Gerdes v Canales
2010 NY Slip Op 05358 [74 AD3d 1017]
June 15, 2010
Appellate Division, Second Department
Published by New York State Law Reporting Bureau pursuant to Judiciary Law § 431.
As corrected through Wednesday, August 25, 2010


Sandra Gerdes, Respondent,
v
Luz Canales et al., Appellants, et al., Defendants.

[*1] Lester Schwab Katz & Dwyer, LLP, New York, N.Y. (Steven B. Prystowsky of counsel), for appellants

Bergman, Bergman, Goldberg & Lamonsoff, LLP (Pollack, Pollack, Isaac & De Cicco, New York, N.Y. [Brian J. Isaac], of counsel), for respondent.

In an action to recover damages for personal injuries, the defendants Luz Canales and Action Auto Leasing Corporation appeal from an order of the Supreme Court, Queens County (Schulman, J.), dated August 8, 2008, which denied their motion to vacate a judgment of the same court entered September 24, 2007, upon their default in appearing and answering the complaint and after an inquest on the issue of damages, in favor of the plaintiff and against them in the principal sum of $3,513,853.80.

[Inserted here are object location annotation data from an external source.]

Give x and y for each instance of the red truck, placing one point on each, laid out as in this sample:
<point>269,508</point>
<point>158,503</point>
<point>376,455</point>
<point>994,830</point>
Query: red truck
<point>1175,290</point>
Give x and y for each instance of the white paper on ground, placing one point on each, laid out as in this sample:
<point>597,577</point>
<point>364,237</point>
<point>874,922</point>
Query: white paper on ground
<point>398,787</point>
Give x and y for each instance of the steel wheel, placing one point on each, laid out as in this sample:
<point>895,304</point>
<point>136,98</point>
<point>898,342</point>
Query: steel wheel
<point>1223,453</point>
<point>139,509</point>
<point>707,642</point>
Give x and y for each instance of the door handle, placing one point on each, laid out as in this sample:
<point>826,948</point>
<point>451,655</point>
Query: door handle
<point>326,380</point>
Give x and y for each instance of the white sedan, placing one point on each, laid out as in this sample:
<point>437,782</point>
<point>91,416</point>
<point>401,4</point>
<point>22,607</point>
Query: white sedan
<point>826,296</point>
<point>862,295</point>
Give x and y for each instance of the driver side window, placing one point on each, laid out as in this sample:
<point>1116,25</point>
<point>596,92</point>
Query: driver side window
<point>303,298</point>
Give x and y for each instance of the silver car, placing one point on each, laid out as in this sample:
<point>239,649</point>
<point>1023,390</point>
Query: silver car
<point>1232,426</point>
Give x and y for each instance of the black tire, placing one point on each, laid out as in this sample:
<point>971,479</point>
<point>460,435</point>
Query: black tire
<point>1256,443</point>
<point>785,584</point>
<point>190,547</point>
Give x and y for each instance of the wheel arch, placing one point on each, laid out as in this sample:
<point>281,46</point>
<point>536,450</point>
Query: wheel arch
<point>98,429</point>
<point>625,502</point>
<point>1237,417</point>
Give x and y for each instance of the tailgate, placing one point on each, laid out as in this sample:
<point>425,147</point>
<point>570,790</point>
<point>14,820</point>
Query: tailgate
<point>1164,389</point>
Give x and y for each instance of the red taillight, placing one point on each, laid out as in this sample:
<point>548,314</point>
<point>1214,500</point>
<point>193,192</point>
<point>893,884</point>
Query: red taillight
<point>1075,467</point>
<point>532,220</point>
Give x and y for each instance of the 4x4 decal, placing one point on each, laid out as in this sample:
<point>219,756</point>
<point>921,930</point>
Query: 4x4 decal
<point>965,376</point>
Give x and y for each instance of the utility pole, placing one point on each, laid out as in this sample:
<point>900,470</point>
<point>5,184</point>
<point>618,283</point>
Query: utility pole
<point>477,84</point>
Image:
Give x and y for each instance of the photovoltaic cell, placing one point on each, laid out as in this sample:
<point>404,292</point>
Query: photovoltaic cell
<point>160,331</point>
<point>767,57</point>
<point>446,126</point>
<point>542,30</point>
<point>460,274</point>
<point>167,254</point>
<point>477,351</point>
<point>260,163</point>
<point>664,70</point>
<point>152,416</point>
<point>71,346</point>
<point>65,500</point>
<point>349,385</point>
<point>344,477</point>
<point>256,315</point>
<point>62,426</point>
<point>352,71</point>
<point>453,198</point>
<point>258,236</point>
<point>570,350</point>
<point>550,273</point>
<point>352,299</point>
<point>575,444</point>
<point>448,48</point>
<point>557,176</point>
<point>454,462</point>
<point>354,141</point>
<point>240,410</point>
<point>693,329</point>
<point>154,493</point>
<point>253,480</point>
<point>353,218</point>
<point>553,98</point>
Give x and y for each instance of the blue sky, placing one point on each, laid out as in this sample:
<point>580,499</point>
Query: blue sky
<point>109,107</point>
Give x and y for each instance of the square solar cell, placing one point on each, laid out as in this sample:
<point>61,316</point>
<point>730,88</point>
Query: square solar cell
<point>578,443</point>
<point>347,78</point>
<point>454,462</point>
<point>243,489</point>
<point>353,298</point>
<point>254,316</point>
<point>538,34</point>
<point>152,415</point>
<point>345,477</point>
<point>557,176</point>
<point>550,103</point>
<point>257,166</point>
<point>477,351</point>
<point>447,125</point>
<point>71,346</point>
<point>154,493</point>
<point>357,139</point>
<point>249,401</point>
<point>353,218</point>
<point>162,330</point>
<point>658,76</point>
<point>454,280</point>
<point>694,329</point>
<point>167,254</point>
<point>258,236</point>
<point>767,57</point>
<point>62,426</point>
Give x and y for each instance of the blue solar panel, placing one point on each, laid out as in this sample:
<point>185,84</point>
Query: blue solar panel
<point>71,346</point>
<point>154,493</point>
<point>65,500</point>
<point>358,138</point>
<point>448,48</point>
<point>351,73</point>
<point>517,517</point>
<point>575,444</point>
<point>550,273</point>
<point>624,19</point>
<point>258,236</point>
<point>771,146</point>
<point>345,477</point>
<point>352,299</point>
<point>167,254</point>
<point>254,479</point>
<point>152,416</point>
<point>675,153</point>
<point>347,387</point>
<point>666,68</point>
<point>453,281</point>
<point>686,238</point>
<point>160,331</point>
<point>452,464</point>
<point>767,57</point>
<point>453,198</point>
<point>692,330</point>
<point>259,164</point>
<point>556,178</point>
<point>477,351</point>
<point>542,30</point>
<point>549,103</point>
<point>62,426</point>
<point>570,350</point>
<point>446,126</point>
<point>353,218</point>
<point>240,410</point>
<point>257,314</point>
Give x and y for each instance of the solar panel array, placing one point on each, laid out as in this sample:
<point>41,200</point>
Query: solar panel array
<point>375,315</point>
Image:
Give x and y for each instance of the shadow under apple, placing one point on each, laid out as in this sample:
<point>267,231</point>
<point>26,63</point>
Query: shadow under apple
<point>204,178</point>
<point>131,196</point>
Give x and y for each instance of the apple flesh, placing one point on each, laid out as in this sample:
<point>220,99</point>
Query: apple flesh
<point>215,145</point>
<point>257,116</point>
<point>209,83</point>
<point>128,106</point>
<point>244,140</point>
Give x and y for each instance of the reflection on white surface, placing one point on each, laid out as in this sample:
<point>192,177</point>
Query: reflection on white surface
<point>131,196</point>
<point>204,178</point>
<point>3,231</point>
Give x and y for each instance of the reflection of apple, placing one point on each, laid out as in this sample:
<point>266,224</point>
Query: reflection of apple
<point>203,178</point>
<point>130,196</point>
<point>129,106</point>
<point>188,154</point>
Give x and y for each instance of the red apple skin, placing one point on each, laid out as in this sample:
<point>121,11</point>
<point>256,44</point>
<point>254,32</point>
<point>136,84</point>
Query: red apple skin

Ordered that the order is reversed, on the law, on the facts, and in the exercise of discretion, with costs, the motion of the defendants Luz Canales and Action Auto Leasing Corporation to vacate the judgment is granted, the answer annexed to the motion papers is deemed served upon the plaintiff, and the matter is remitted to the Supreme Court, Queens County, for further proceedings.

A defendant seeking to vacate a default in appearing and answering on the ground of excusable neglect must show both a reasonable excuse for the default and the existence of a potentially meritorious defense (see CPLR 5015 [a] [1]; Perfect Care, Inc. v Ultracare Supplies, Inc., 71 AD3d 752 [2010]; Rothstein v Collazo, 65 AD3d 1213 [2009]; Zimet v Bufano, 65 AD3d 1037 [2009]; Westchester Med. Ctr. v Hartford Cas. Ins. Co., 58 AD3d 832 [2009]). "[A]lthough the decision whether to vacate a default judgment rests within the sound discretion of the trial court, it is equally true that a disposition on the merits is favored" (Wilcox v U-Haul Co., 256 AD2d 973, 974 [1998], quoting Hann v Morrison, 247 AD2d 706, 707 [1998] [internal quotation marks omitted]; see Wiesel v Friends Exhaust Sys., Inc., 71 AD3d 1006 [2010]; Lawrence v Palmer, 59 AD3d 394 [2009]; Evolution Impressions, Inc. v Lewandowski, 59 AD3d 1039, 1040 [2009]; Moore v Day, 55 AD3d 803 [2008]; Harcztark v Drive Variety, Inc., 21 AD3d 876, 877 [2005]; Bunch v Dollar Budget, Inc., 12 AD3d 391 [2004]; Martin v Pitcher, 243 AD2d 1023 [1997]).

Here, the appellants offered a reasonable excuse for their default by establishing that it was caused by a good faith belief that their legal interests were being adequately protected by the insurance company that had arranged for their defense in a related action (see Evolution Impressions, [*2]Inc. v Lewandowski, 59 AD3d at 1040; see also HSBC Bank USA N.A. v Nuteh 72 Realty Corp., 70 AD3d 998, 999 [2010]; Rothstein v Collazo, 65 AD3d 1213 [2009]; Zimet v Bufano, 65 AD3d 1037 [2009]; Westchester Med. Ctr. v Hartford Cas. Ins. Co., 58 AD3d 832 [2009]). Furthermore, the appellants established that they possessed a potentially meritorious defense to this action, which occurred when their vehicle was struck in the rear by the plaintiff's vehicle (see Franco v Breceus, 70 AD3d 767, 768 [2010]; Staton v Ilic, 69 AD3d 606, 607 [2010]; Mallen v Su, 67 AD3d 974 [2009]; Zdenek v Safety Consultants, Inc., 63 AD3d 918 [2009]; Ramirez v Konstanzer, 61 AD3d 837 [2009]). Under these circumstances, the appellants' motion to vacate the judgment entered against them upon their default in appearing and answering should have been granted, and the answer annexed to their motion deemed served on the plaintiff. Fisher, J.P., Angiolillo, Eng and Lott, JJ., concur.